Obama’s advisers point out, rightfully, that the Clinton campaign started this downward drift toward mutually assured destruction, Democratic-style, with its now infamous “red phone” ad before the critical Ohio and Texas primaries. Subtly but with devastating impact, the TV commercial raised questions about Obama’s preparedness to be commander in chief. The Obama campaign responded by effectively branding Hillary Clinton a liar about her own record. “As far as the record shows, Sen. Clinton never answered the phone either to make a decision on any pressing national security issue—not at 3 a.m. or at any other time of day,” top Obama adviser Greg Craig—a former close friend of Hillary’s—wrote this week in a widely circulated memo.

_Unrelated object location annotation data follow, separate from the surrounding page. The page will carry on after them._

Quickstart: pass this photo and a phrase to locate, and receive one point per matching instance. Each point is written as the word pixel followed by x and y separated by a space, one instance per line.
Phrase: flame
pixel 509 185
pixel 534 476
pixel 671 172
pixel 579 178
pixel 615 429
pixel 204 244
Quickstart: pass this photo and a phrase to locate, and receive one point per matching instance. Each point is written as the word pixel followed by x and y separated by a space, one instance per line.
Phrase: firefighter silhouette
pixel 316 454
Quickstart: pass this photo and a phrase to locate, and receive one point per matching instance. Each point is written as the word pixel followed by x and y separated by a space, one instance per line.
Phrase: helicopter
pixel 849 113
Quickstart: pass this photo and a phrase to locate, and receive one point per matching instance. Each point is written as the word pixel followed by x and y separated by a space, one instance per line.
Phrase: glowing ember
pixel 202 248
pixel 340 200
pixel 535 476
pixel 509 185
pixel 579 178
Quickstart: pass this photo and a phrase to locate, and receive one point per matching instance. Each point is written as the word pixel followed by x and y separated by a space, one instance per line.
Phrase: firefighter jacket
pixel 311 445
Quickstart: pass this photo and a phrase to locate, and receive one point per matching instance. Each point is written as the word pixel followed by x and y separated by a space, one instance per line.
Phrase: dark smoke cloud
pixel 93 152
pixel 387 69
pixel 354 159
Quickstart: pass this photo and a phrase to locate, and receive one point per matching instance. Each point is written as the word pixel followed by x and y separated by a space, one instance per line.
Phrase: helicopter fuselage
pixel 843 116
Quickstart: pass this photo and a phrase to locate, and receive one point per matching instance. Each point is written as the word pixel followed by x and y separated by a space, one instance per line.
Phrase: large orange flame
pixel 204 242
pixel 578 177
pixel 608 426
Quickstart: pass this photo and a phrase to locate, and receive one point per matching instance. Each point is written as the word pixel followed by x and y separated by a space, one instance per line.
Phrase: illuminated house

Winning elections is about setting the agenda and, while creating a positive image of oneself, negatively defining one’s opponent in the minds of the voters. This is happening for McCain—having Obama defined as unready and Hillary as lacking in integrity—without his having to lift a finger. If the current campaign keeps up—and there’s every sign it will—it’s likely that by summer irrepressible doubts about both Dems will have been lodged in the minds of the electorate. [complete article]
Editor’s Comment — Barak Obama — like most successful people — has been credited with possessing an excellent sense of timing. If there was ever a time when he desperately needed to seize the day, this is it. How can he do it?
Take the high road — no one should expect anything less from a candidate who presents himself as a unifier and natural leader — and call for a closed-door Democratic summit. He needs to reach out to Hillary Clinton and say, “I want to sit down with you and Howard Dean and for the three of us to arrive at a consensus about how we move forward in such a way that we ensure that when the party has a nominee, he or she will be able to lead a unified party.”
This isn’t about asking either campaign to accept defeat before they are ready to do so. It just means that they agree to pursue victory without doing so at the expense of the party.